According to a report from the regional investigative website Maka Angola, the local division of Chevron might discharge “at least 12,000 tons” of drill debris and 6 million liters of oil annually.

Maka Angola referenced a letter from the Angolan oil ministry to William Lacobie, the director general of Cabinda Gulf Oil Co. (Cabgoc), that was leaked. Chevron requested that the ministry extend the new discharge regulations until July 2023, and the ministry agreed.

The approval came from the oil ministry, following consultations with the regulator, Agência Nacional de Petróleo Gás e Biocombustíveis (ANPG).

Maka Angola said the letter demonstrated Chevron was engaging in “backroom deals with Angolan officials to avoid having to abide by the letter and spirit of the law.”

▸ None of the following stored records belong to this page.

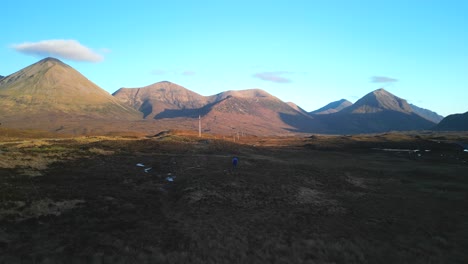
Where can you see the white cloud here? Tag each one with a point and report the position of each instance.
(272, 76)
(59, 48)
(383, 79)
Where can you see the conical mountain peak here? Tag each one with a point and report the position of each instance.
(380, 100)
(55, 86)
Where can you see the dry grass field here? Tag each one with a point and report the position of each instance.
(314, 199)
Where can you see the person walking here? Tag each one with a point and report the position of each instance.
(235, 162)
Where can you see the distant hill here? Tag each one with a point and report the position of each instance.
(296, 107)
(50, 95)
(332, 107)
(427, 114)
(251, 111)
(154, 99)
(378, 111)
(456, 122)
(50, 92)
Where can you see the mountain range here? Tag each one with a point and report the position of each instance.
(53, 96)
(455, 122)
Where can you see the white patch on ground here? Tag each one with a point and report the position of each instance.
(356, 181)
(19, 210)
(319, 199)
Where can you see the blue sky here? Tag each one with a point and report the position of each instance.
(308, 52)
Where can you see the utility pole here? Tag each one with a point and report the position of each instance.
(199, 126)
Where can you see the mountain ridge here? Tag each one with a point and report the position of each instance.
(332, 107)
(455, 122)
(52, 90)
(50, 93)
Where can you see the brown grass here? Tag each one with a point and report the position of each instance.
(321, 199)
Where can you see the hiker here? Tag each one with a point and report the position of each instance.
(235, 161)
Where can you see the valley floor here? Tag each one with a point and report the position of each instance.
(175, 199)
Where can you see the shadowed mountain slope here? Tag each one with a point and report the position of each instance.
(153, 99)
(427, 114)
(378, 111)
(332, 107)
(456, 122)
(50, 90)
(297, 108)
(251, 111)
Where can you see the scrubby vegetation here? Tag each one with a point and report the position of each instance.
(319, 199)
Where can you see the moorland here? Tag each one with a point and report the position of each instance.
(175, 198)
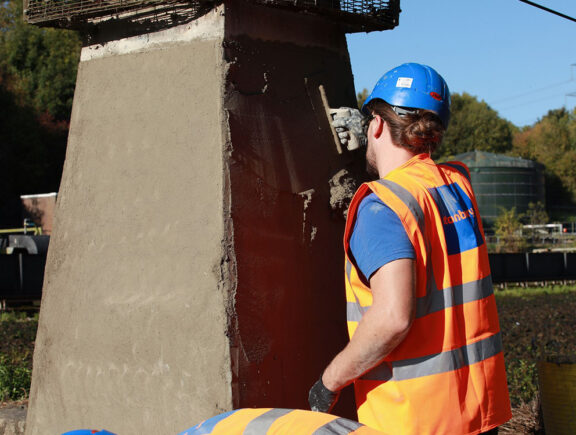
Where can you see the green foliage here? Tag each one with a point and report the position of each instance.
(508, 230)
(552, 142)
(37, 80)
(475, 126)
(15, 377)
(361, 97)
(17, 336)
(39, 64)
(536, 324)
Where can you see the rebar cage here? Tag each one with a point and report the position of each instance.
(354, 15)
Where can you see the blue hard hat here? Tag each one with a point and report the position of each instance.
(416, 86)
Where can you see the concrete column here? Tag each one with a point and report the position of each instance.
(196, 264)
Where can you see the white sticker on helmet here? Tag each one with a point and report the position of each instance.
(404, 82)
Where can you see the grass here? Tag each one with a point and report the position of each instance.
(17, 335)
(536, 324)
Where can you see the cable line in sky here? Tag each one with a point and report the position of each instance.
(544, 8)
(513, 97)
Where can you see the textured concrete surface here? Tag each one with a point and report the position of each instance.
(196, 264)
(12, 420)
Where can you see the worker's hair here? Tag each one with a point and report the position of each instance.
(419, 131)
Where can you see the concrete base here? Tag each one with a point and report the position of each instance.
(196, 264)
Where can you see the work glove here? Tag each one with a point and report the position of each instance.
(321, 399)
(348, 125)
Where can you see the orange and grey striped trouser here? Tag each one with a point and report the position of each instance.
(277, 421)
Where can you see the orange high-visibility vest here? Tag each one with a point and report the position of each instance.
(447, 376)
(278, 421)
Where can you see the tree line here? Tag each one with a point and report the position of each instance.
(37, 80)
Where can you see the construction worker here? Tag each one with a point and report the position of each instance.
(425, 353)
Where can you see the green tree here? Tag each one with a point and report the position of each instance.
(474, 125)
(552, 142)
(39, 64)
(508, 231)
(37, 80)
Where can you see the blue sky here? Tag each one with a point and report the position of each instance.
(514, 56)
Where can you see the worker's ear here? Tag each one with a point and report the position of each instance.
(379, 125)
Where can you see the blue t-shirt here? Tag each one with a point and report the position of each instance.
(378, 237)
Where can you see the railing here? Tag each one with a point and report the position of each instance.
(355, 15)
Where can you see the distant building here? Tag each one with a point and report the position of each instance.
(501, 181)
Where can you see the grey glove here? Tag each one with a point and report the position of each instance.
(348, 124)
(321, 399)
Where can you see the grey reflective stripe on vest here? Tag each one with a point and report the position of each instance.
(340, 426)
(262, 423)
(459, 169)
(439, 300)
(439, 363)
(407, 198)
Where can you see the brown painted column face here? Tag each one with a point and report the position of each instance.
(289, 304)
(196, 262)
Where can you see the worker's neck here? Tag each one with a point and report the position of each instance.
(391, 158)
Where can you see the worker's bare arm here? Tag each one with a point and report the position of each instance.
(382, 327)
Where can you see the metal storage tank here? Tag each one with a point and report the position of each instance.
(503, 182)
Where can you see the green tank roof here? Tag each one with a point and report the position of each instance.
(502, 182)
(483, 159)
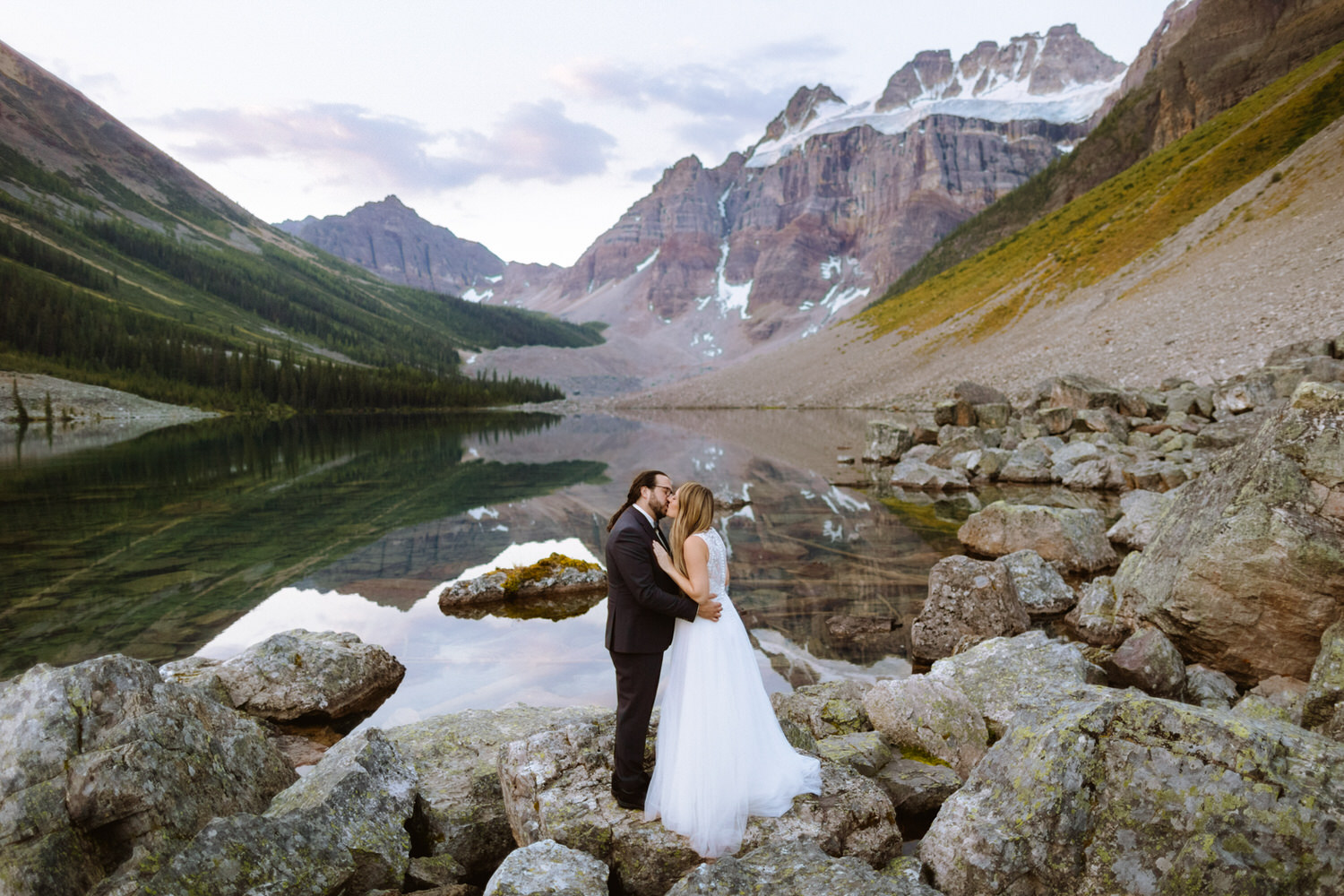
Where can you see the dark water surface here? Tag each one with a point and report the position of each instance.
(211, 536)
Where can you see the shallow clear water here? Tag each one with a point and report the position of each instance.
(209, 538)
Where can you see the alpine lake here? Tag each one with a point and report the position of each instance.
(207, 538)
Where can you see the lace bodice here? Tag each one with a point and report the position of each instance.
(718, 562)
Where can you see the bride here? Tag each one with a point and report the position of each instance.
(720, 753)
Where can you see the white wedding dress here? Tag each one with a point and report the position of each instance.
(720, 753)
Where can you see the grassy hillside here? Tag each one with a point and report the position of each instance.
(1128, 215)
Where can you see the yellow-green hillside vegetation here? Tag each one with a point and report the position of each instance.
(1126, 217)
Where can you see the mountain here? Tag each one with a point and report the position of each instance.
(1203, 58)
(394, 242)
(121, 268)
(835, 201)
(1195, 263)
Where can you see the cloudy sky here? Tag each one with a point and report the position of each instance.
(529, 125)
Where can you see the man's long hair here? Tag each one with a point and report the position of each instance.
(695, 513)
(645, 479)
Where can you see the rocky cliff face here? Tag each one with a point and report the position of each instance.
(835, 199)
(398, 245)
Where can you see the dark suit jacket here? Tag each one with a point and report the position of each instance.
(642, 600)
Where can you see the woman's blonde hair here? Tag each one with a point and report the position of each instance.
(695, 513)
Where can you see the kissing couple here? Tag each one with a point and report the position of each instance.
(720, 753)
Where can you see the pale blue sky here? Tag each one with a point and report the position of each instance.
(529, 125)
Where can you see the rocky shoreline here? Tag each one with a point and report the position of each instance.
(1187, 737)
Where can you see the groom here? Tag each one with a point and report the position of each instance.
(642, 605)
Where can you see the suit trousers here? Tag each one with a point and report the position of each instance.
(636, 686)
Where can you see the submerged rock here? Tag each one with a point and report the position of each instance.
(102, 761)
(1123, 793)
(309, 676)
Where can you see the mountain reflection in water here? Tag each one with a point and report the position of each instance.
(201, 538)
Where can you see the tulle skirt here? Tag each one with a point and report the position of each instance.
(720, 753)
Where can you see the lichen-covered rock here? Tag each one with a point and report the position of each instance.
(824, 710)
(796, 868)
(1148, 661)
(1142, 509)
(556, 785)
(866, 751)
(546, 868)
(1004, 677)
(967, 599)
(932, 716)
(341, 828)
(1123, 793)
(1325, 689)
(1276, 697)
(456, 759)
(104, 761)
(1072, 536)
(311, 676)
(556, 575)
(1209, 688)
(917, 785)
(1039, 587)
(1246, 565)
(886, 443)
(1098, 618)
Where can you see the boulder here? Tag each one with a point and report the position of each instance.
(1148, 661)
(824, 710)
(341, 828)
(967, 598)
(1098, 618)
(1140, 509)
(1123, 793)
(1209, 688)
(1246, 565)
(1039, 587)
(1007, 677)
(796, 868)
(932, 716)
(1072, 536)
(546, 868)
(554, 576)
(456, 758)
(917, 474)
(866, 751)
(297, 676)
(104, 761)
(1325, 688)
(1277, 697)
(556, 785)
(886, 443)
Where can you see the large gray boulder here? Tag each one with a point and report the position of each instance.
(1039, 587)
(968, 600)
(322, 677)
(341, 828)
(1324, 710)
(104, 761)
(1072, 536)
(1007, 677)
(456, 759)
(546, 868)
(556, 785)
(932, 718)
(797, 868)
(1246, 567)
(1123, 793)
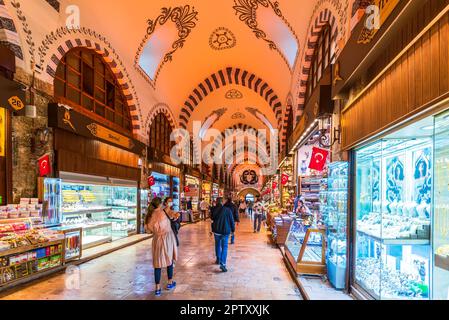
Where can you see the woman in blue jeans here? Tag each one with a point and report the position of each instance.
(222, 226)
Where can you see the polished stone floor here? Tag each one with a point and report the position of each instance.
(256, 271)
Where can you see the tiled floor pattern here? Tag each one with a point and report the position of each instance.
(256, 271)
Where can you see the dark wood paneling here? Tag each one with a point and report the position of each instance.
(419, 77)
(86, 156)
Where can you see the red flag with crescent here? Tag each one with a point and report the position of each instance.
(44, 166)
(284, 179)
(319, 158)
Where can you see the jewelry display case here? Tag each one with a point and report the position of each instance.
(441, 209)
(335, 214)
(104, 212)
(161, 187)
(305, 248)
(393, 218)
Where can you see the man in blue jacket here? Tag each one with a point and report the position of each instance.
(223, 225)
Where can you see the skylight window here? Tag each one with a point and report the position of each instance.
(279, 32)
(154, 51)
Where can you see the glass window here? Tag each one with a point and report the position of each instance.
(393, 211)
(84, 78)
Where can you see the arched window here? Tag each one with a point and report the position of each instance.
(84, 81)
(321, 60)
(160, 132)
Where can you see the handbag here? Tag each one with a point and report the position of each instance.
(175, 226)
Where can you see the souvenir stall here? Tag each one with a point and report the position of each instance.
(91, 189)
(215, 191)
(206, 189)
(191, 192)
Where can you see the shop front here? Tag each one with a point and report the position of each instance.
(206, 189)
(397, 134)
(191, 193)
(93, 184)
(215, 191)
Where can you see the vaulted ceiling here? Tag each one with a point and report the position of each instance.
(223, 62)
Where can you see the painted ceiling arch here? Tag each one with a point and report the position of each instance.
(229, 77)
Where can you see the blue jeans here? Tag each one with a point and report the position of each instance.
(221, 248)
(257, 222)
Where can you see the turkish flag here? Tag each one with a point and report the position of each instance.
(319, 158)
(284, 179)
(44, 166)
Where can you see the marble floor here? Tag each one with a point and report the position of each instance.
(256, 271)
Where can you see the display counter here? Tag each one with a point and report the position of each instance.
(305, 248)
(25, 252)
(105, 211)
(335, 214)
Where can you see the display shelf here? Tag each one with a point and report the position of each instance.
(389, 241)
(86, 211)
(442, 261)
(93, 241)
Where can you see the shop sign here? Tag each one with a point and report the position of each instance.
(318, 159)
(2, 132)
(284, 179)
(376, 16)
(12, 96)
(44, 166)
(68, 119)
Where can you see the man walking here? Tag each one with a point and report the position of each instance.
(250, 208)
(258, 209)
(235, 214)
(223, 225)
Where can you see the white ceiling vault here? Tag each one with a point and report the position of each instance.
(186, 58)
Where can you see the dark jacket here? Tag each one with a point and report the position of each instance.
(235, 212)
(223, 221)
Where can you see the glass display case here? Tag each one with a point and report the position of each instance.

The authorization applies to Block 0 and Block 14, both in the northern part of Angola’s offshore, around the Cabinda exclave.

Angola adopted a zero-waste policy in 2014 under Decree 97/14, and it came into force in 2015.

There was an initial moratorium for new exploration in the ultra-deepwater, Maka Angola reported. Block 0 has water depths of up to 160 meters, while Block 14 has water depths of around 1,200 meters.

Dumping cuttings in the water has an “adverse impact… on marine life,” in addition to being a “potential hazard to human health,” Maka Angola said.

It was unclear what Cabgoc’s cuttings were made of.

Oil-based drilling fluid disposal was prohibited by the OSPAR Commission in 1987, and the discharge of untreated cuttings was prohibited in 1992. Only under “special and very uncommon conditions” may an operator dispose of contaminated cuttings.

The Ministério dos Recursos Minerais, Petróleo e Gás (MIREMPET) defended its decision to Maka Angola. Cabgoc does not have “the capacity to deal with the effluent in situ in the specific case of the Tombua-Landana Block 14”. The project, it said, is at the end of its life with limited resources remaining.

Collecting and transporting waste to Luanda or Soyo would be too expensive, it said.